Apart from stocks and currencies, crude oil is also a popular investment choice for investors worldwide. In crude oil investment, the benchmark indicators Brent Crude Oil and WTI are certainly familiar among investors.

Brent Crude Oil is a high-quality oil extracted from offshore oil fields in the North Sea near European countries such as the United Kingdom and Norway.

WTI, or West Texas Intermediate, is produced by the United States. It is known for being a lighter and sweeter grade of crude oil due to its low sulfur content, similar to Brent.

The main difference between these two benchmarks is their location, where Brent serves as the pricing standard for the European and Asian markets, while WTI serves as the pricing standard for the American market.

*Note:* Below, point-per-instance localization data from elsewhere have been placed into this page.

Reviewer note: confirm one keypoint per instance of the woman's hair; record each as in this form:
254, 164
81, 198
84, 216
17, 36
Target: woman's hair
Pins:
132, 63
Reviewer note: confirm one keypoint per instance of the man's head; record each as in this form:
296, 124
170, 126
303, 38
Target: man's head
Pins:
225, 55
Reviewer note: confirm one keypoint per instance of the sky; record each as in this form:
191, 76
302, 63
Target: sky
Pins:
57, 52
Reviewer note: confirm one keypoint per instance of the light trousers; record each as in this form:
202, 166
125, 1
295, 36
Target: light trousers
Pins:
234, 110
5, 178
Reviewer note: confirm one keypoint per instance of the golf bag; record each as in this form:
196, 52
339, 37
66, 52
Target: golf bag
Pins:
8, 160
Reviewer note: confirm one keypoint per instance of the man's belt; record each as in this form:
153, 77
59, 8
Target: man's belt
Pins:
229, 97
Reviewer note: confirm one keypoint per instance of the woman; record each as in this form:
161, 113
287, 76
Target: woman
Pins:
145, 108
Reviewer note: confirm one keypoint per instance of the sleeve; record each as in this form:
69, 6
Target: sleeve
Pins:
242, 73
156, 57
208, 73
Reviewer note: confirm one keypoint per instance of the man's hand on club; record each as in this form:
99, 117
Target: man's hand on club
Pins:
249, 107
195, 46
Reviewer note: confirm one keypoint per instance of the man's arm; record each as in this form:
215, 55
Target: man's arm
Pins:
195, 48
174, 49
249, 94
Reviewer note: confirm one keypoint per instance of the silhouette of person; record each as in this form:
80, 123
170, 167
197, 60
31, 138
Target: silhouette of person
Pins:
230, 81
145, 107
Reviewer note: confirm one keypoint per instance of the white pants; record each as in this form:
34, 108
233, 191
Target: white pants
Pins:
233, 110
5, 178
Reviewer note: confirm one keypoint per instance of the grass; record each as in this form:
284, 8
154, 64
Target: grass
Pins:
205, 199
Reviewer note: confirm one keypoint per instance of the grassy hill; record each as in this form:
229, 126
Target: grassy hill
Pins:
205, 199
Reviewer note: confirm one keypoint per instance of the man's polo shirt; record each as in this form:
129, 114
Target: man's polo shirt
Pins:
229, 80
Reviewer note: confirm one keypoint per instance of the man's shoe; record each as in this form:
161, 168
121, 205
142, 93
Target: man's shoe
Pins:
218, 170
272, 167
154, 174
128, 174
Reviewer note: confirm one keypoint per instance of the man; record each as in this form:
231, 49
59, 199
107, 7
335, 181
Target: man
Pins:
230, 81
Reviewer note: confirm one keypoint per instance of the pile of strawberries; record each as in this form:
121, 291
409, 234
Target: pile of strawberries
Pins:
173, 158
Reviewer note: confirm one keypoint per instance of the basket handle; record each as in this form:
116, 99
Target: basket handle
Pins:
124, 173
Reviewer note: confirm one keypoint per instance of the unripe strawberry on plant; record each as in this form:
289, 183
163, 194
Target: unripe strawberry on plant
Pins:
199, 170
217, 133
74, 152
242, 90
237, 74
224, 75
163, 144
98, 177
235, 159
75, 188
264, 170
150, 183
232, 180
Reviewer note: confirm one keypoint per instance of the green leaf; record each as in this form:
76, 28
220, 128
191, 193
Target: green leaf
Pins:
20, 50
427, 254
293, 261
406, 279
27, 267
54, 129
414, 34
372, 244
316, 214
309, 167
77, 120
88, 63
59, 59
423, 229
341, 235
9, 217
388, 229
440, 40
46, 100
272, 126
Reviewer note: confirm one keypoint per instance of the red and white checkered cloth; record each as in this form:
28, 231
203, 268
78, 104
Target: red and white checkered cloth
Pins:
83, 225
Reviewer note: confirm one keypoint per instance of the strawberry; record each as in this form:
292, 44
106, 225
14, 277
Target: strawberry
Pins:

What Influences Oil Prices?

In crude oil trading, two fundamental factors are supply and demand.

Supply Factors:

• Disruptions or maintenance at major refineries worldwide should be monitored as they impact oil supply.
• OPEC production cuts or increases. If OPEC decides to increase production, prices tend to decrease due to the increased supply in the market.
• Geopolitics. When tensions arise in the Middle East, prices tend to increase due to their role as major oil producers.

Demand Factors:

• Oil consumers. Pay attention to the demand levels of major oil-consuming countries such as the US, Europe, China, and Japan.
• Seasonality. Typically, during the cold season, there is increased oil product usage for heating purposes.

How to trade oil?

Traders who trade oil usually follow strategies. What’s important is to understand the fundamental factors that influence oil prices and use strategies that align with their trading style.
Once you understand the supply and demand factors, traders can enter the market using technical analysis. There are various technical indicators and price patterns that can be used to find signals for market entry. It’s not necessary to use many indicators; just use the ones you understand well. However, don’t forget that risk management is also crucial in oil investment.

Through this writing, it is hoped that readers have gained insights into the oil market, what Brent and WTI are, and the differences between these two benchmark indicators.